Under general supervision (Capital Improvement Project Manager I) or direction (Capital Improvement Manager II/III), plans, analyzes, and manages capital improvement and construction projects, including alternative energy solutions from inception to completion; performs space assessments and financial and administrative studies related to capital improvement projects; negotiates, oversees, and administers subcontractor and consultant contracts; provides support services to departments on facility related issues; and performs related duties as assigned.


Receives general supervision (Capital Improvement Manager I) or direction (Capital Improvement Project Manager II/III) from assigned management personnel.  Some positions exercise technical and functional direction over and provides training to lower-level staff. Exercises no direct supervision over staff.


Capital Improvement Project Manager I: This is the entry-level classification in the professional Capital Improvement Project Management series. Initially under close supervision, incumbents learn and perform routine project management duties related to facilities maintenance and capital improvement projects. As experience is gained, assignments become more varied and complex; close supervision and frequent review of work lessen as an incumbent demonstrates skill to perform the work independently. Positions at this level usually perform most of the duties required of the positions at the Capital Improvement Project Manager II but are not expected to function at the same skill level and usually exercise less independent discretion and judgment in matters related to work procedures and methods. Work is usually supervised while in progress and fits an established structure or pattern. Exceptions or changes in procedures are explained in detail as they arise.

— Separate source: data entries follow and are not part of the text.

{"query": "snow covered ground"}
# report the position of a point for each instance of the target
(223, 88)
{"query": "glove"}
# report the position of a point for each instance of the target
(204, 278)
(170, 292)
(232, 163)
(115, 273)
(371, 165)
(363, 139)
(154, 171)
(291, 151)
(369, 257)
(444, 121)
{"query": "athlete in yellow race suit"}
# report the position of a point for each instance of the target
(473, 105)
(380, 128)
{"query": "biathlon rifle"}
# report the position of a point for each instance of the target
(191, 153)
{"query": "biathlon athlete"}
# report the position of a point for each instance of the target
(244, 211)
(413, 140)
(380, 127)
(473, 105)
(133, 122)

Capital Improvement Project Manager II: This is the journey-level classification in the professional Capital Improvement Project Management series. Positions at this level are distinguished from the Capital Improvement Project Manager I by the performance of the full range of duties as assigned, working independently, and exercising judgment and initiative. Positions at this level receive only occasional instruction or assistance as new or unusual situations arise and are fully aware of the operating procedures and policies of the work unit.

This class is distinguished from the Senior Capital Improvement Project Manager in that the latter performs the most complex work assigned to the series and provides technical and functional direction over lower-level staff.

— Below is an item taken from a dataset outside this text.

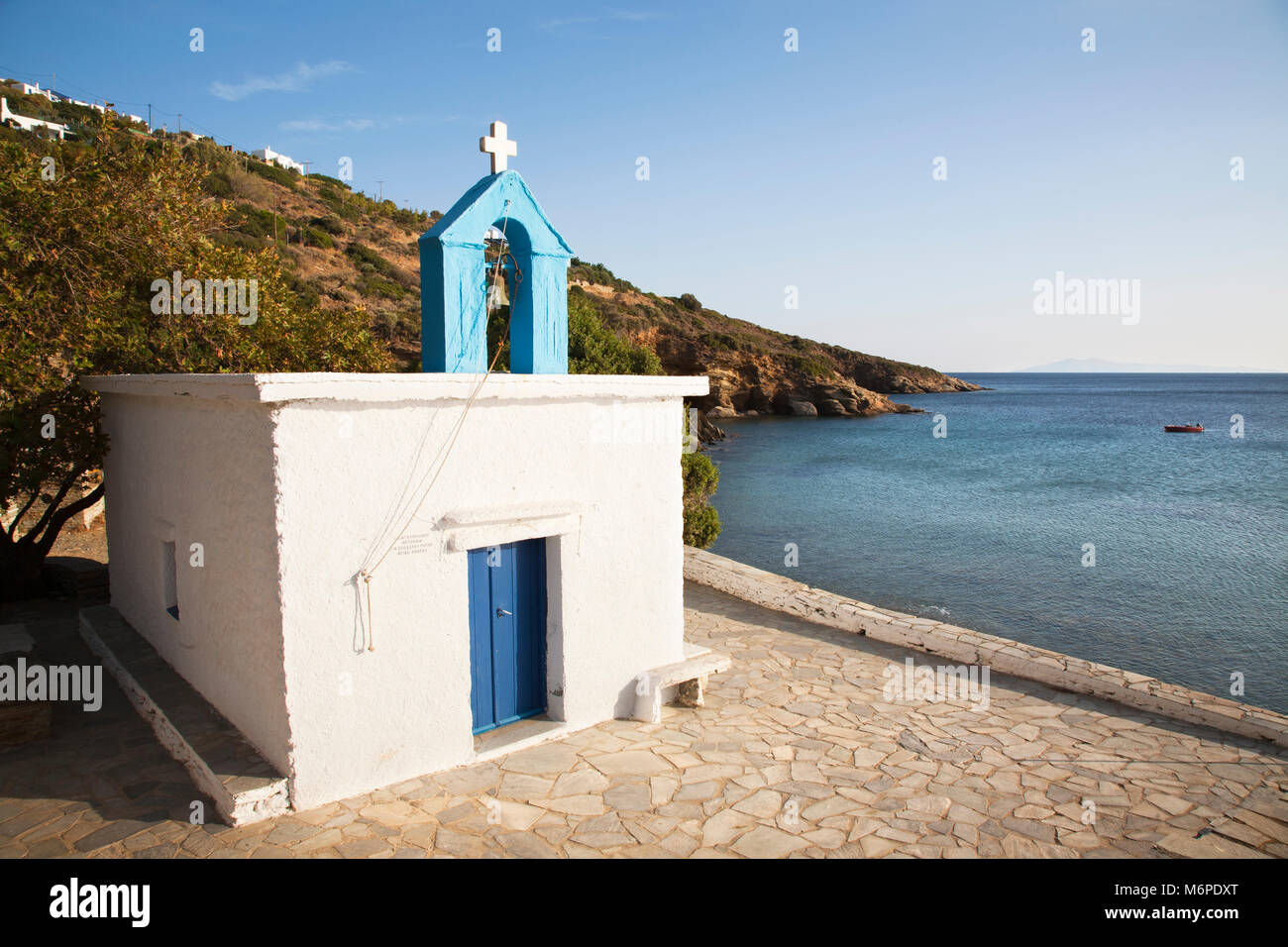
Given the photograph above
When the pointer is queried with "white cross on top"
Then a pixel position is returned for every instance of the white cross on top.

Capital Improvement Project Manager III: This is the advanced journey-level classification in the Capital Improvement Project Manager series responsible for performing the more complex work assigned to the series and may provide training and guidance to new and lower-level staff. Incumbents regularly work on tasks which are varied and complex, requiring considerable discretion and independent judgement. Positions in the classification rely on experience and judgement to perform assigned duties. Assignments are given with general guidelines and incumbents are responsible for establishing objectives, timelines, and methods to deliver services. Work is typically reviewed upon completion for soundness, appropriateness, and conformity to policy and requirements.

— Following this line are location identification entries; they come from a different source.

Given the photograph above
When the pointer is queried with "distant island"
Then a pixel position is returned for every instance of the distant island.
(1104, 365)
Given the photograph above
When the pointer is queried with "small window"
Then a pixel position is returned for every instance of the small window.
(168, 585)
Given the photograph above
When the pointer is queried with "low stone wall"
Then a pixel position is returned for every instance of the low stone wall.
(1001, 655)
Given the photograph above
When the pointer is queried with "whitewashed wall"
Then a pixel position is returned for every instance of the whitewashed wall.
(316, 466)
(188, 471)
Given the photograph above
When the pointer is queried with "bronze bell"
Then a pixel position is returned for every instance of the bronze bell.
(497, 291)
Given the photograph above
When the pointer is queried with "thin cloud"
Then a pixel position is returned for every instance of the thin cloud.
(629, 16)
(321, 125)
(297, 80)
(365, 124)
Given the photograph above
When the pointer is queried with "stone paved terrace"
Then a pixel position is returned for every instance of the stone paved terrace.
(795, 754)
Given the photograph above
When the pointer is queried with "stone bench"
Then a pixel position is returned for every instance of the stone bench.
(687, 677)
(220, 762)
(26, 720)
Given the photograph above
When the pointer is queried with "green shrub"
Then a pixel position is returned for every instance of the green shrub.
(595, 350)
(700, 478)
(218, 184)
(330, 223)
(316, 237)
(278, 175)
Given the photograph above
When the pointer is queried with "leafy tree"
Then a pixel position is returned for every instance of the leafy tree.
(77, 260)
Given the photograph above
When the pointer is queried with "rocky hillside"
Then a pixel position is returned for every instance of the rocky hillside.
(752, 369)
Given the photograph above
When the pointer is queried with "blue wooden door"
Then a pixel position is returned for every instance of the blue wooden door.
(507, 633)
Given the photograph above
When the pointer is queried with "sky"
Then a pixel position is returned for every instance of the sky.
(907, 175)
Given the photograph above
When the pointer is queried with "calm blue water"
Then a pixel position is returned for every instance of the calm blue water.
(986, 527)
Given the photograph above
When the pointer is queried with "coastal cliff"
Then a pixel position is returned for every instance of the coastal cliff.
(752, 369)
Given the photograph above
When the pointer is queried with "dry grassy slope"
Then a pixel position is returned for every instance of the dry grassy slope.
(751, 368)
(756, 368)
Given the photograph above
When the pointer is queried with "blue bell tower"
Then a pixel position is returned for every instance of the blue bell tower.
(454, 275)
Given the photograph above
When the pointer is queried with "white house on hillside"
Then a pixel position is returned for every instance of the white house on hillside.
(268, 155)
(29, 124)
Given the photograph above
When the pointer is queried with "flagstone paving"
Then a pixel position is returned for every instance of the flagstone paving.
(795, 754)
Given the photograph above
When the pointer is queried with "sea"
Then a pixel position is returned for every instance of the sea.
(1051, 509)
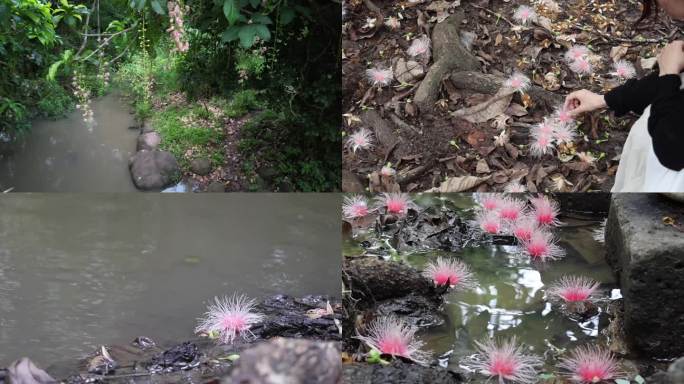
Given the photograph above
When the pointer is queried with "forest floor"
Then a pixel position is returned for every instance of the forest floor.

Positions in the Capital Improvement Project Manager I/II/III class series are flexibly staffed; positions at the II- and III levels may be filled by advancement from the I-level and the II-level; progression to the II- and III-levels is dependent on (i) management affirmation that the position is performing the full range of duties assigned to the classification; (ii) satisfactory work performance; (iii) the incumbent meeting the minimum qualifications for the classification including any licenses and certifications; and (iv) management approval for progression to the II- and III-levels.

Essential Job Functions


Typical functions may include any of the following tasks, knowledge, abilities, and other characteristics.  The list that follows is not intended as a comprehensive list; it is intended to provide a representative summary of the major duties and responsibilities. Incumbent(s) may not be required to perform all duties listed, and may be required to perform additional, position-specific tasks.

Some duties, knowledge, skills, and abilities may be performed in a learning capacity for entry-level (I Level) positions.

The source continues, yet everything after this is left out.